東京大学大学院農学生命科学研究科 応用生命工学専攻 醗酵学研究室
准教授 勝山 陽平
Tel:03-5841-5124
Fax:03-5841-8021
研究室URL:https://www.hakko.bt.a.u-tokyo.ac.jp
E-mail:aykatsuhko<アット>g.ecc.u-tokyo.ac.jp  <アット>を@に変えてください。

用語解説

  • 注1 非リボソームペプチド合成酵素 (NRPS)
    生物の中でタンパク質の合成を担うリボソームを用いずに、ペプチド系天然物合成を担う酵素で、アミノ酸の認識と活性化を担うアデニル化 (A) ドメイン、活性化されたアミノ酸とチオエステルを介して結合するキャリアタンパク質 (CP) ドメイン、2つのCPドメイン間のペプチド結合形成を触媒する縮合 (C) ドメインなどの複数のドメインを有する、巨大なタンパク質のことを指します。

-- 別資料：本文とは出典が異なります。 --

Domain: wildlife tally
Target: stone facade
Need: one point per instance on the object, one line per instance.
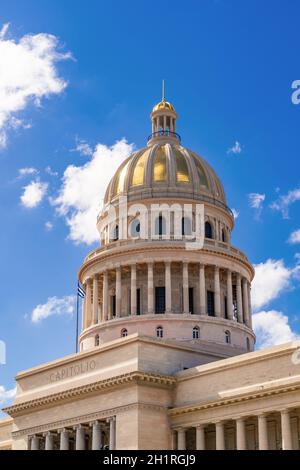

Aドメインは、非タンパク質性アミノ酸も認識すると同時に、修飾酵素のバリエーションも豊富であることから、NRPSにより合成されるペプチドは多様な構造を示します。なお、このようなNRPSをI型NRPSと呼称し、それぞれのドメインが独立、あるいは2つ程度からなるNRPSのことを、近年II型NRPSと呼称する例が見られるようになっています。
  • 注2 放線菌
    主に土壌中に生息する、グラム陽性細菌の一群のことを指します。原核生物としては高度な形態分化を示す他、ゲノムサイズも比較的大きいことが知られています。また、抗生物質や抗がん剤として用いられている多くの医薬品の生産を担うことから、産業上も極めて有用な細菌群でもあります。
  • 注3 Pfamファミリー
    Pfamとは欧州バイオインフォマティクス研究所 (EBI) の提供するタンパク質ファミリー (分類) のデータベースであり、タンパク質の機能予測にとって重要です。主に隠れマルコフモデルを用いてタンパク質を分類しています。